In the Lands of Kings and Robber Barons
I've run two sessions of Classic Traveller in the past week, one in the gay beholder server and another at my home table. Instead of doing a big AAR for both I have the time to give the rough strokes of each session and some further takeaways from running CT.
The Party Who Would Be King
- They started out crash landed on a planet with their ship cracked in half and an air-raft.
- They go into the woods to find an animal to bring to the nearest village as a trophy of some sort.
- They find massive elephant sized creature and kill it, taking its bladed tentacles.
- On the way to their village their air-raft falls apart.
- The locals say those who hold the tentacles of the great beast are made king. So the Baron PC goes off to galavant.
- The crew sees a parked, unattended noble ship and investigate. The pilot is the only soul onboard and he's high AF.
- They try to get him to betray his master, he refuses.
- The king whips the growing crowd into a mob as another PC rigs the air raft to be a car bomb as a distraction.
- A clutch computer hack gets them in control of the ship and they take off towards civilization.
Breaking Rocks and the Bank
- The party are given a misison to infiltrate a planet and sabotage its only water source, a great underground reservoir.
- They pose as a travelling businessman and his entourage.
- On the ground they meet the head honcho who is really keen to listen to their plans to screw the government out of more taxes.
- They scrutinize the map of the mining town and find an old silo connected to the water recycling pipeline.

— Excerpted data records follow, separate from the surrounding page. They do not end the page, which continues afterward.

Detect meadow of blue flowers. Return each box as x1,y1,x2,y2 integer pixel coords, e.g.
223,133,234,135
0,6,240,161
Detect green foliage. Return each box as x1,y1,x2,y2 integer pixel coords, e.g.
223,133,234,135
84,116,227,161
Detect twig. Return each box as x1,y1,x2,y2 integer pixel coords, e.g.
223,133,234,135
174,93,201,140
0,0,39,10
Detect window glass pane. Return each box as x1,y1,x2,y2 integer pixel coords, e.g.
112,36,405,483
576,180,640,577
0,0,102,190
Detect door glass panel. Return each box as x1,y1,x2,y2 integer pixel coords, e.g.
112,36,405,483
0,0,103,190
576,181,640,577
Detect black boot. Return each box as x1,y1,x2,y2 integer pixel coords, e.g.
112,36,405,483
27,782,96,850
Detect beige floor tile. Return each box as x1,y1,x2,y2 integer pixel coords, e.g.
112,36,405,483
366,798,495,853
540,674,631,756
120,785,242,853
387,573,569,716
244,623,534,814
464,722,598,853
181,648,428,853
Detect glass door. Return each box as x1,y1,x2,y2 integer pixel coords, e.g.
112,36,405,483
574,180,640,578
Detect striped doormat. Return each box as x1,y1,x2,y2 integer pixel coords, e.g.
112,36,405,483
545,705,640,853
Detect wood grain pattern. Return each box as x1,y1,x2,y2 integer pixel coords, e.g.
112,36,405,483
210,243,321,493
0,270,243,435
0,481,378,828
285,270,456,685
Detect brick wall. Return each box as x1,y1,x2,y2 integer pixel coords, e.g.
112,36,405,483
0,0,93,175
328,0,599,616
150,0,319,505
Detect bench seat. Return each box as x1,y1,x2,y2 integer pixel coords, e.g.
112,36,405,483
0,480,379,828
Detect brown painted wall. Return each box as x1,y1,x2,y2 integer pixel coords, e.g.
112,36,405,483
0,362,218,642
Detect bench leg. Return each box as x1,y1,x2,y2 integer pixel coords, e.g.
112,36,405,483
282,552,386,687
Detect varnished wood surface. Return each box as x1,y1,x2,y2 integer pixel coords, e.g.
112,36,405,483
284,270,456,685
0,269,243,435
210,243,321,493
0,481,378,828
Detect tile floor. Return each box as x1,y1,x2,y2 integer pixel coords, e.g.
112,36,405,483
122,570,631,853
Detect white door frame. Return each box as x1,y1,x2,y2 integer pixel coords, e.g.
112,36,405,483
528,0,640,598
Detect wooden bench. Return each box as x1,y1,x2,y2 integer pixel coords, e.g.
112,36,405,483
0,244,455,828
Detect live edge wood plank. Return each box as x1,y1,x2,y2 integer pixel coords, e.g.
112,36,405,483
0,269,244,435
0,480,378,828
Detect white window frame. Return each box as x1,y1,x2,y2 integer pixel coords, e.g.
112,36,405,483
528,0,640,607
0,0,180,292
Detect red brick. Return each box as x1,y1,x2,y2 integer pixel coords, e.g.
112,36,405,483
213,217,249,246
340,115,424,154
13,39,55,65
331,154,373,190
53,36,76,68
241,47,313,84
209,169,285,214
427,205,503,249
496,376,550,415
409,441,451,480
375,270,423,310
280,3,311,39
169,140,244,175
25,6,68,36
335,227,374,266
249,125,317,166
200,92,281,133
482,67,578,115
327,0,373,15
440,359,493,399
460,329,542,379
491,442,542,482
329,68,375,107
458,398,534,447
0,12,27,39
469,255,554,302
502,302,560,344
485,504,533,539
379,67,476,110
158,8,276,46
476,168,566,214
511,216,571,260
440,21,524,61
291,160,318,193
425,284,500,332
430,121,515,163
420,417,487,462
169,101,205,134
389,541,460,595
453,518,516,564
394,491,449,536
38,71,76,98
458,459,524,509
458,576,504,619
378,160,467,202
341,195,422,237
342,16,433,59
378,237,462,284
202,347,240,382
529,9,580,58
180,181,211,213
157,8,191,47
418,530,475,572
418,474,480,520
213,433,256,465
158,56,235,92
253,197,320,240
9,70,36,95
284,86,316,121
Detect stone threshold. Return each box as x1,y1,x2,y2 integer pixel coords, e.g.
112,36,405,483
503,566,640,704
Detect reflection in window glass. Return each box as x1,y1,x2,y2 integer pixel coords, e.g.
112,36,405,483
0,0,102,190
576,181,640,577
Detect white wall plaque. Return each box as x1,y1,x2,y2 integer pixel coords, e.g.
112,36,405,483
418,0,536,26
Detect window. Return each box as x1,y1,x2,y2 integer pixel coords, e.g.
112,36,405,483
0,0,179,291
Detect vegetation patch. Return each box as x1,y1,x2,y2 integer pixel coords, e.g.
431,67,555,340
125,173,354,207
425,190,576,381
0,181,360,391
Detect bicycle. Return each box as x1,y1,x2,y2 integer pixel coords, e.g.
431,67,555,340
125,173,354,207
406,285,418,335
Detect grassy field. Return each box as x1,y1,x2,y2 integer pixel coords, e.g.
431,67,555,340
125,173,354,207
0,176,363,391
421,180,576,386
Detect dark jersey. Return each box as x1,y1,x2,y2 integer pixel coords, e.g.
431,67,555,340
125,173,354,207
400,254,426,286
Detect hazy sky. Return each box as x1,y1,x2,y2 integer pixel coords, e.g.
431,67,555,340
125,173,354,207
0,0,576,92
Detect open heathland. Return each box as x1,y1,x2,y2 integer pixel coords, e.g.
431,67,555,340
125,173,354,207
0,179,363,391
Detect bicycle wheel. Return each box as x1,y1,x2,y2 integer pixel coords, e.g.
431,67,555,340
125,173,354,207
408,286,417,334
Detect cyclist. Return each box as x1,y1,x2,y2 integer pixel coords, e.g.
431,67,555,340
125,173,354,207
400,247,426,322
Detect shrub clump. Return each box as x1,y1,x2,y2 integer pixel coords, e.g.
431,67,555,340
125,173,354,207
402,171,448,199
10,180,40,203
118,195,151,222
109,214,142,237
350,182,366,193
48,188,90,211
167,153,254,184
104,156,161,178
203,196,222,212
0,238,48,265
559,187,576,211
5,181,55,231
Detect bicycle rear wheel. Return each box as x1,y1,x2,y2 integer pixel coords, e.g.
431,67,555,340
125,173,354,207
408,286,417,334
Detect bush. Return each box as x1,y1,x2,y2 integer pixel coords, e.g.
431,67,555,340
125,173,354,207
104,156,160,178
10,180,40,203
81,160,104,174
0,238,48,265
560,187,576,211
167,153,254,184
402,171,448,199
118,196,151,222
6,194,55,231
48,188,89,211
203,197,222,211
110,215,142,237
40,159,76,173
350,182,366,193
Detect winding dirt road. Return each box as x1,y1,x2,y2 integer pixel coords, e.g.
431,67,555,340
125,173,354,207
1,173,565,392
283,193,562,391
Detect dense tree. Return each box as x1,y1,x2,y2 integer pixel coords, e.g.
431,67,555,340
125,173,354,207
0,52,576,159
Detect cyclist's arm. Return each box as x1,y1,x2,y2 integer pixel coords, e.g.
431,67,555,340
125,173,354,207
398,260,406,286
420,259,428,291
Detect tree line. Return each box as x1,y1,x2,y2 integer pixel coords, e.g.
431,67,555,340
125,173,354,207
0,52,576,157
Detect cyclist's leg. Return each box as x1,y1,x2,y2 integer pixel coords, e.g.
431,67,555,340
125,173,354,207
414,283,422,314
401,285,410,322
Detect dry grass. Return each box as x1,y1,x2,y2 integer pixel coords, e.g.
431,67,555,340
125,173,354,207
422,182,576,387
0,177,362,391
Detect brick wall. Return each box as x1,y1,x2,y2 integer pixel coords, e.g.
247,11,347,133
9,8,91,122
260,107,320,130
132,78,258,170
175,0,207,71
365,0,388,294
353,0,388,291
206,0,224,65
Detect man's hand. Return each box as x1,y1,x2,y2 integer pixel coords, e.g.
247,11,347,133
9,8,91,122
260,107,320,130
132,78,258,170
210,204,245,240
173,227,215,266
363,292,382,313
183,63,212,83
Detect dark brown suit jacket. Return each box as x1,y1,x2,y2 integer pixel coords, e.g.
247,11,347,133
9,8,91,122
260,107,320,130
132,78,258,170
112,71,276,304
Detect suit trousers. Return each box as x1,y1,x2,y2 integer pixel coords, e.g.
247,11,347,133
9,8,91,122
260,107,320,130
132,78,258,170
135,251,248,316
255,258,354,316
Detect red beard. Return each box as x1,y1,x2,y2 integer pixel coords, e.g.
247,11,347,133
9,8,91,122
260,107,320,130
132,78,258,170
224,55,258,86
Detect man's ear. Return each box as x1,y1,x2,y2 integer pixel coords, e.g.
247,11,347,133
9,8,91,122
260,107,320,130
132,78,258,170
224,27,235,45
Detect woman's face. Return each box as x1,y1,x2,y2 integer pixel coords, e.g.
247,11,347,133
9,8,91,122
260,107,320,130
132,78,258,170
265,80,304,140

- They go to check it out and return the next day alone.
- A bomb is planted but an earthquake happens so they rush down another exit.
- They bump into a repair crew who they smooth talk into letting them go back to the main hub.
- Another earthquake and a piece of rubble hits one of the miners in the head, pulping it.
- It's not a series of earthquakes, it's the government come to collect what's due!
- They steal a helicopter and fly out of the city, narrowly avoiding being shot down by a ship.
Takeaways
Trust the game, trust its structure, trust yourself. Traveller isn't hard sci-fi, unless you want it to be. It isn't a combat sim, unless you want it to be. It isn't anything other than what you want to make of it! I haven't had a system that appealed to my needs as a referee as perfectly as Traveller does.
As an exercise in how true this is:
- Download this free edition of the 1981 Rules.
- Roll up a planet, write a few paragraphs about it.
- Roll up a character until you get one you like.
- Play the game by yourself!
- Spend each week living your life until you get a Patron encounter that appeals to you. Use your own instinct and the bit of prep you did to guide that solo game.
- Write down the places you go, the people you meet.
- Use that solo play as prep for a session on the same planet for your friends. You will feel how electric it can be. Don't get caught up in rules you don't understand/like, don't feel like you have to use everything; focus on what would make that place exciting to you.